19 Om dat sy nae mijne woorden niet gehoort en hebben, spreeckt de HEERE: als ick mijne knechten, de Propheten, tot hen sondt, vroech op zijnde ende sendende, maer ghylieden en hebt niet gehoort, spreeeckt de HEERE.
20 Ghy dan, hooret des HEEREN woort: ghy alle die gevanckelick zijt wechgevoert, die ick van Ierusalem nae Babel hebbe wechgesonden.
21 Soo seyt de HEERE der heyrscharen, de Godt Israëls, van Achab, sone van Koloja, ende van Zedekia, sone van Maaseja, die u-lieden in mijnen name valschelick propheteren: Siet, ick salse geven in de hant Nebucadrezars des Conincks van Babel, ende hy salse voor uwe oogen slaen.
22 Ende van hen sal een vloeck genomen worden by alle de gevanckelick wechgevoerde van Iuda, die in Babel zijn, datmen segge: DE HEERE stelle u als Zedekia, ende als Echab, die de Coninck van Babel aen den vyere briet.
23 Omdat sy eene dwaesheyt deden in Israël, ende overspel bedreven met de wijven harer naesten, ende spraken het woort valschelick in mijnen name, dat ick hen niet geboden en hadde: ende ick ben de gene die ’t weet, ende een getuyge [daer van], spreeckt de HEERE.

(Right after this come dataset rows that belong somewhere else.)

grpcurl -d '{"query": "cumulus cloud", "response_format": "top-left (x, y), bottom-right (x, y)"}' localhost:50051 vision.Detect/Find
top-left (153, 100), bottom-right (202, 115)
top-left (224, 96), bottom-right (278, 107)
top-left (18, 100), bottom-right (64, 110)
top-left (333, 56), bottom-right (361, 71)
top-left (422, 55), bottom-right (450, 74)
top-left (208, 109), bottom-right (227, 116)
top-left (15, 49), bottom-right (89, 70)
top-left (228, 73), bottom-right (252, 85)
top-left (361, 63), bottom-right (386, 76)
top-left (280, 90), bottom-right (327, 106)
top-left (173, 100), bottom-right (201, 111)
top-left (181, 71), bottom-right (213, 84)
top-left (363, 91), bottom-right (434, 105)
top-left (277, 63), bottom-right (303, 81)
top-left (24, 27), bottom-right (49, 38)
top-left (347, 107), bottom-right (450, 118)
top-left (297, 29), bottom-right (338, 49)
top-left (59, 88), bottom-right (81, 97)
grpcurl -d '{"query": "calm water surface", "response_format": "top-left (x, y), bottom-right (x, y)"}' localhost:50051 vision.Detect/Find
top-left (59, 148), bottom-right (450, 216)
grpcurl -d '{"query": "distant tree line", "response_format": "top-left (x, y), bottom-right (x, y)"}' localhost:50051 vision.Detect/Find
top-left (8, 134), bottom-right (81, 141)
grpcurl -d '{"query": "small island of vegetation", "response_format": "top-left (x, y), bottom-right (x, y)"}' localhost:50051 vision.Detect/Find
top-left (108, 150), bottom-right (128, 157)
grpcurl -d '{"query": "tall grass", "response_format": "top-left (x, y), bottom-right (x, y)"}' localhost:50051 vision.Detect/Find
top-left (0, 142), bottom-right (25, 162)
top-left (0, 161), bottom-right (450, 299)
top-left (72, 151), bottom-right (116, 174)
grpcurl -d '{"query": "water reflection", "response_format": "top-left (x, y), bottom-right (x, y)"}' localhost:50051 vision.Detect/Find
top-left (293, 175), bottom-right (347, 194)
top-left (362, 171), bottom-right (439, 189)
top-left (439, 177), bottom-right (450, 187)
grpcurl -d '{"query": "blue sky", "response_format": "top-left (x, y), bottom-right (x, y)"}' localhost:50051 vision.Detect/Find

24 Tot Semaja nu, den Nechelamiter, sult ghy spreken, seggende:
25 Soo spreeckt de HEERE der heyrscharen, de Godt Israëls, seggende: Om dat ghy brieven in uwen name gesonden hebt tot al ’t volck, dat te Ierusalem is, ende tot Zephanja, den sone van Maaseja, den Priester, ende tot alle de Priesteren, seggende:
26 DE HEERE heeft u tot Priester gestelt, in plaetse van den Priester Iojada, dat ghy Opstenders soudet zijn [in] des HEEREN huys, over allen man, die onsinnich is, ende sich voor een Propheet uytgeeft, dat ghy dien stellet in de gevanckenisse, ende in den stock.
27 Nu dan, waerom en hebt ghy Ieremia, den Anthothiter, niet gescholden, die sich by u lieden voor een Propheet uytgeeft?
28 Want daerom heeft hy tot ons [nae] Babel gesonden, seggende, Het sal lange dueren: bouwet huysen ende woonet [daer in], ende plantet hoven, ende etet de vrucht van dien.
29 Zephanja nu, de Priester, hadde desen brief gelesen voor de ooren des Propheten Ieremia.
30 Daerom geschiedde des HEEREN woort tot Ieremia, seggende:
31 Sendt henen tot alle die gevanckelick wechgevoert zijn, seggende; Soo seyt de HEERE, van Semaja, den Nechlamiter: Om dat Semaja u lieden gepropheteert heeft, daer ick hem niet gesonden en hebbe, ende heeft gemaeckt dat ghy op leugen vertrouwet:
32 Daerom seyt de HEERE alsoo; Siet ick sal besoeckinge doen over Semaja den Nechlamiter, ende over sijn zaet; hy en sal niemant hebben, die in ’t midden deses volcx woone, ende en sal het goede niet sien, dat ick mijnen volcke doen sal, spreeckt de HEERE: want hy heeft eenen i afval gesproken tegen den HEERE.